Apple Patent Application Could Lead to Portable User Accounts

by , 1:50 PM EDT, September 19th, 2008

An Apple patent filing, which was posted by the U.S. Patent and Trademark Office on August 21, described improved approaches for enabling portable user accounts. The result is that a user could carry the entire account and home directory on a portable device.

The inventors were cited as Robert T. Bowers in Cupertino and Steve Ko in San Francisco, and the initial filing was April 28, 2008.

The abstract for the patent says:

"A user account created at a multi-user computer can be stored to an external, portable data store, thereby rendering the user account portable.
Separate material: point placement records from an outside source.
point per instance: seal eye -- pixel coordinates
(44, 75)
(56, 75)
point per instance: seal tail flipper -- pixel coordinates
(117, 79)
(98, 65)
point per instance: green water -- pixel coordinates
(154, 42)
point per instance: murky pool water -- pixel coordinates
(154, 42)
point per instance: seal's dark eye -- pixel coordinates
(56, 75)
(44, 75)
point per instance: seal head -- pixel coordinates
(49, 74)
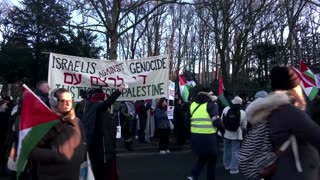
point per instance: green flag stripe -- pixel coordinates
(223, 100)
(29, 142)
(311, 75)
(313, 93)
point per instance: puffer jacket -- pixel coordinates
(60, 153)
(285, 120)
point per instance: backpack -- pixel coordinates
(231, 120)
(257, 157)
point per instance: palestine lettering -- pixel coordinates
(146, 66)
(141, 91)
(76, 66)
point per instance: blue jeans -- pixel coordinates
(230, 154)
(203, 159)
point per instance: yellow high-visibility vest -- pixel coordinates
(201, 123)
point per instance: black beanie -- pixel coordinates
(283, 78)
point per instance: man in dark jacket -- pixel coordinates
(62, 150)
(128, 120)
(104, 143)
(205, 123)
(143, 107)
(100, 131)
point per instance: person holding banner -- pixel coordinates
(62, 150)
(100, 132)
(163, 123)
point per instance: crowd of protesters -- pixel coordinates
(99, 120)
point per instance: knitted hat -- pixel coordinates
(283, 78)
(261, 94)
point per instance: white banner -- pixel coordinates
(147, 78)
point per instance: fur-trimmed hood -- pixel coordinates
(261, 108)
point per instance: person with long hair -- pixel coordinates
(284, 108)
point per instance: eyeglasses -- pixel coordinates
(65, 101)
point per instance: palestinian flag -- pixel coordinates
(307, 81)
(184, 87)
(36, 120)
(222, 97)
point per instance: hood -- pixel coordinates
(261, 108)
(203, 97)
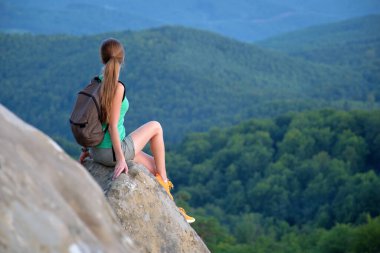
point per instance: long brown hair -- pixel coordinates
(112, 54)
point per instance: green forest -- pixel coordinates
(301, 182)
(273, 146)
(187, 79)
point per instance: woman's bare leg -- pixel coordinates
(147, 161)
(151, 132)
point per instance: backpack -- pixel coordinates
(85, 119)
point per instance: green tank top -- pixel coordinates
(107, 143)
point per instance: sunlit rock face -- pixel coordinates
(145, 210)
(48, 202)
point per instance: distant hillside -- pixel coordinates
(354, 43)
(301, 182)
(240, 19)
(189, 80)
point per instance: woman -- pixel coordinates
(117, 147)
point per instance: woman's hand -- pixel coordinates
(83, 156)
(120, 166)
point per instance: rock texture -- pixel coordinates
(48, 202)
(145, 210)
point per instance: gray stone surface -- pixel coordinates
(48, 201)
(146, 212)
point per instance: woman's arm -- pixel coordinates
(121, 164)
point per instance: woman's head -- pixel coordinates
(112, 55)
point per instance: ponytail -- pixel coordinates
(112, 54)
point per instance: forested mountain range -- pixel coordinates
(301, 182)
(353, 43)
(240, 19)
(187, 79)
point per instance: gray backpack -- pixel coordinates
(85, 119)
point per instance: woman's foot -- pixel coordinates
(188, 218)
(167, 185)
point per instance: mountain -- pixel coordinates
(300, 182)
(187, 79)
(353, 44)
(349, 43)
(241, 19)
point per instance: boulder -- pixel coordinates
(145, 210)
(48, 201)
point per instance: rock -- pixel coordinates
(145, 210)
(48, 201)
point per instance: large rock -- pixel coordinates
(48, 202)
(145, 210)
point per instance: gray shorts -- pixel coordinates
(106, 156)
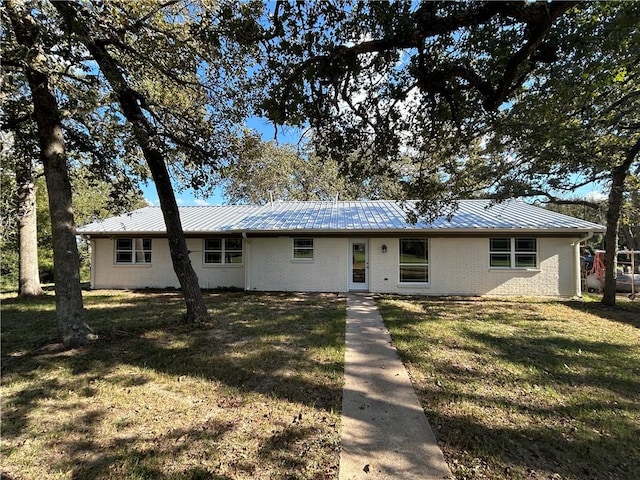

The multi-user computer system, e.g., through its operating system, locates user accounts on not only in local storage of the multi-user computer system, but also in any removable data storage attached to the multi-user computer system. Hence, by coupling the external, portable data store to another multi-user computer, a user is able to login to any supporting multi-user computer and be presented with their user configuration and user directory.

"Since the data store that stores the user account is not only external but also portable, a user can simply tote the data store to the location of different multi-user computers. In one embodiment, the external, portable data store can not only store the user account but can also provide general data storage. In another embodiment, the external, portable data store can be a portion of a portable computing device (e.g., media player) that provides other functionality besides data storage."

The patent acknowledges that a few sophisticated users have modified the operation of existing Mac OS X systems to enable so-called portable user accounts, but it requires specialized tools. "Thus, there is a need for improved techniques to enable user accounts to be portable such that a user can carry their user account with them and login to any multi-user computer system that supports portable user accounts," the filing states.

The patent goes on to describe the technical details required to implement this functionality.

Note that this is not quite the same as Apple's Portable Home Directory (PHD) feature available since OS X 10.4. In PHDs, a user can log into his or her account from any Mac on the network and access personal data and settings on a server. In contrast, with portable user accounts, a user could have the entire account and home directory on a portable device -- hard disk or flash drive. After connection to a host that supports the protocol, the portable account is treated it as a standard user account. That requires little more Unix finesse.